Introduction
You want to check for untitled or stale, unused jobs with no recent changes in order to efficiently remove them, since these jobs still count toward a workspace’s job limit.
Instructions
Check for untitled jobs
First, install the Databricks SDK.
%pip install databricks-sdk
Then, run the following code in a notebook to look for jobs with “Untitled” in the name and return a count. The code uses the current user, so be sure you have access to all jobs, or ask an admin user with that access for help.
from databricks.sdk import WorkspaceClient
import re
"""
Finds jobs which start with the name: Untitled
Returns the count
"""
count = 0
w = WorkspaceClient()
for job in w.jobs.list():
if (re.match('Untitled.*', job.settings.name)):
count += 1
count
Check for stale, unused jobs
Stale jobs are jobs older than 30 days with no runs in the last 60 days. Run the following code in a notebook to find jobs within these parameters and return a count for deletion.

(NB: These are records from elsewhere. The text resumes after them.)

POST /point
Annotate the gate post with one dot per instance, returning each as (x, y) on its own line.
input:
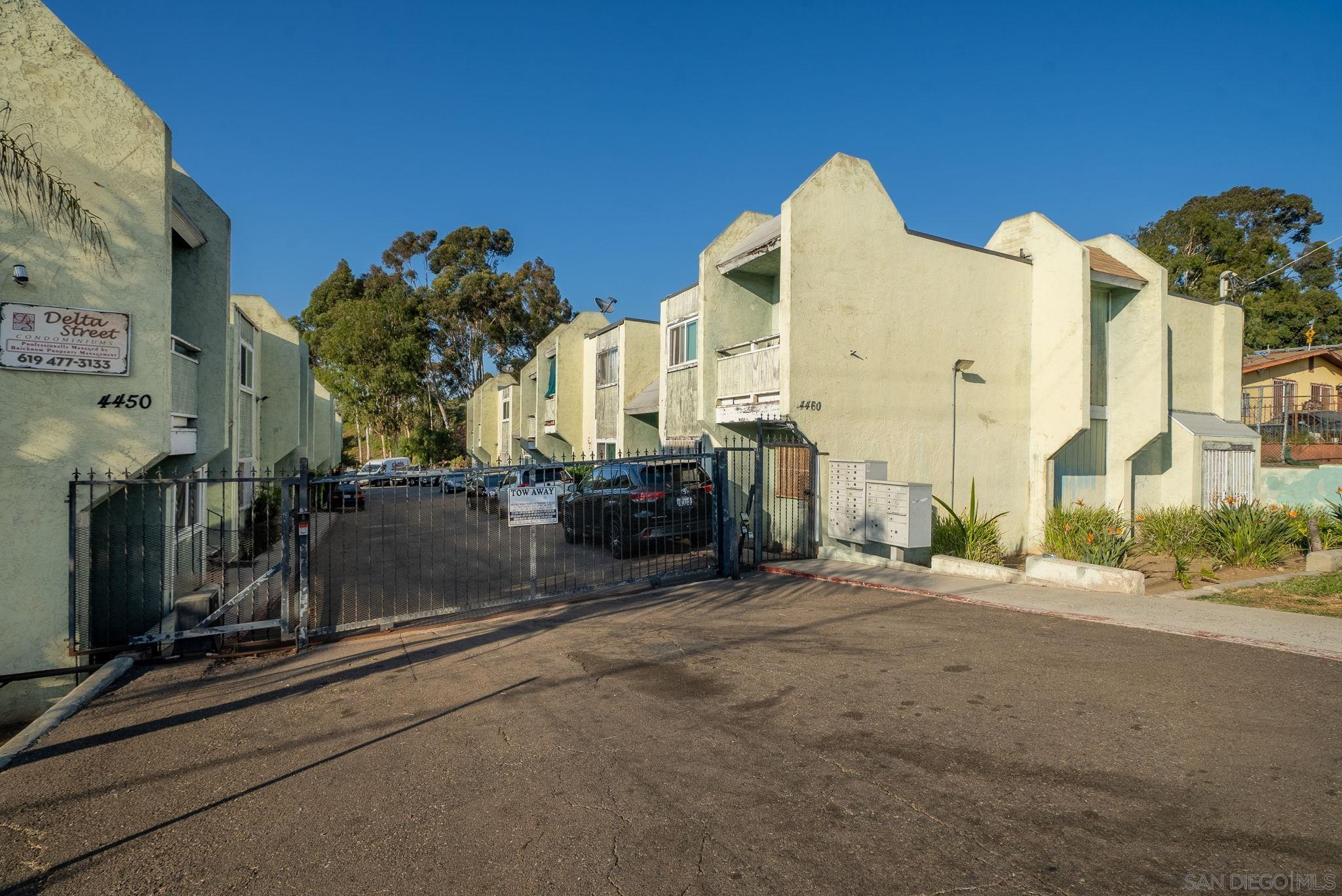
(721, 506)
(759, 509)
(301, 523)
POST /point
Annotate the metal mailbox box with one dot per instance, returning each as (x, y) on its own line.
(900, 514)
(847, 498)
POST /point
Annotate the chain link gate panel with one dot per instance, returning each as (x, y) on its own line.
(243, 557)
(161, 560)
(385, 553)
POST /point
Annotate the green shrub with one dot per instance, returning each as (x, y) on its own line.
(969, 536)
(1087, 534)
(1172, 531)
(1250, 534)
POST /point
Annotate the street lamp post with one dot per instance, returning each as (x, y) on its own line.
(957, 371)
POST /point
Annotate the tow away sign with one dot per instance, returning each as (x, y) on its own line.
(533, 505)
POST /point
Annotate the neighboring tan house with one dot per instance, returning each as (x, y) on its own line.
(621, 364)
(1294, 399)
(1073, 356)
(156, 316)
(1276, 379)
(558, 386)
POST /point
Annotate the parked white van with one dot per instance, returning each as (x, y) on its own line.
(384, 471)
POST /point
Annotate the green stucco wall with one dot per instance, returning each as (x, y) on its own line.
(116, 153)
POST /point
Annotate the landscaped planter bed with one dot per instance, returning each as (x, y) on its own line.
(1160, 572)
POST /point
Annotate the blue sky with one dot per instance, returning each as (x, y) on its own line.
(617, 140)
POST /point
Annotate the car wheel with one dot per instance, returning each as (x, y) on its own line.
(617, 540)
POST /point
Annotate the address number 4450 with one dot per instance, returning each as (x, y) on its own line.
(133, 400)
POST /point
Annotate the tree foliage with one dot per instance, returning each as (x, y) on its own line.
(403, 345)
(1254, 231)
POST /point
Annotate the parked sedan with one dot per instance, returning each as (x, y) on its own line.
(482, 491)
(632, 505)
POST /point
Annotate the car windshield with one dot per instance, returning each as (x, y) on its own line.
(674, 475)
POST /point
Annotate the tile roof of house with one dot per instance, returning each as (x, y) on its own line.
(1106, 263)
(1273, 357)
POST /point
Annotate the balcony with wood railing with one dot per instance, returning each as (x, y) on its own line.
(749, 376)
(184, 396)
(549, 415)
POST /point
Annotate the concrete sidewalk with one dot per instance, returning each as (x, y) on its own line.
(1317, 636)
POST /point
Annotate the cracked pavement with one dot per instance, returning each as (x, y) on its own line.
(768, 736)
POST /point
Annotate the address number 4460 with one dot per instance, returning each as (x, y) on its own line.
(125, 401)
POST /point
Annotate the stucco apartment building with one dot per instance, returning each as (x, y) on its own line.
(619, 367)
(1043, 368)
(166, 331)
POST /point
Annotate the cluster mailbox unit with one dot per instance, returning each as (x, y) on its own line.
(868, 508)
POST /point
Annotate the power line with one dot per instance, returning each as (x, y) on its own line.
(1295, 259)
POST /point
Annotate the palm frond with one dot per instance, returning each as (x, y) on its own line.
(41, 196)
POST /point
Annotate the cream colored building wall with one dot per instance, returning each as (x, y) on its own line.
(505, 389)
(732, 310)
(639, 365)
(325, 454)
(116, 153)
(526, 403)
(201, 316)
(1059, 339)
(282, 377)
(484, 438)
(678, 390)
(1138, 367)
(568, 341)
(873, 321)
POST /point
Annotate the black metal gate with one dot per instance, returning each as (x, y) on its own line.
(299, 555)
(773, 479)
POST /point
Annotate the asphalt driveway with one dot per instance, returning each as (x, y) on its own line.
(769, 736)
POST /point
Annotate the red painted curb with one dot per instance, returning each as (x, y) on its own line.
(1062, 614)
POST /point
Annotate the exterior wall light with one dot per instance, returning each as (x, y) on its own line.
(957, 371)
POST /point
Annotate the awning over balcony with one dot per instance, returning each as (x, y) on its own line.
(1106, 269)
(759, 242)
(647, 400)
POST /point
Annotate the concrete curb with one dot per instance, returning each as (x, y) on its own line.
(1062, 614)
(65, 707)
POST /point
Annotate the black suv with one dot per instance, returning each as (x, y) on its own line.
(628, 505)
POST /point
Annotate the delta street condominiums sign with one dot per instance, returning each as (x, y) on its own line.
(41, 337)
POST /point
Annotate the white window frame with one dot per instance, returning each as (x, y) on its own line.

from databricks.sdk import WorkspaceClient
import re
from datetime import date
"""
Finds jobs which are older than 30 days and have no recent (last 60 days) runs.
Returns a count of jobs which can be deleted
"""
days_ago = 30
count = 0
w = WorkspaceClient()
for job in w.jobs.list():
delta = date.today() - date.fromtimestamp(job.created_time / 1000)
if (delta.days > days_ago):
if not (any(True for _ in w.jobs.list_runs(job_id=job.job_id))):
count += 1
count
Extra: check the number of existing jobs in the workspace
In case you may be close to the workspace’s job limit, you can proactively check the number of existing jobs. Run the following code in a notebook to return the total number of jobs.
from databricks.sdk import WorkspaceClient
import re
"""
Returns the total number of jobs in the workspace
"""
count = 0
w = WorkspaceClient()
len(list(w.jobs.list()))
Take action to remove these following your organization’s policies.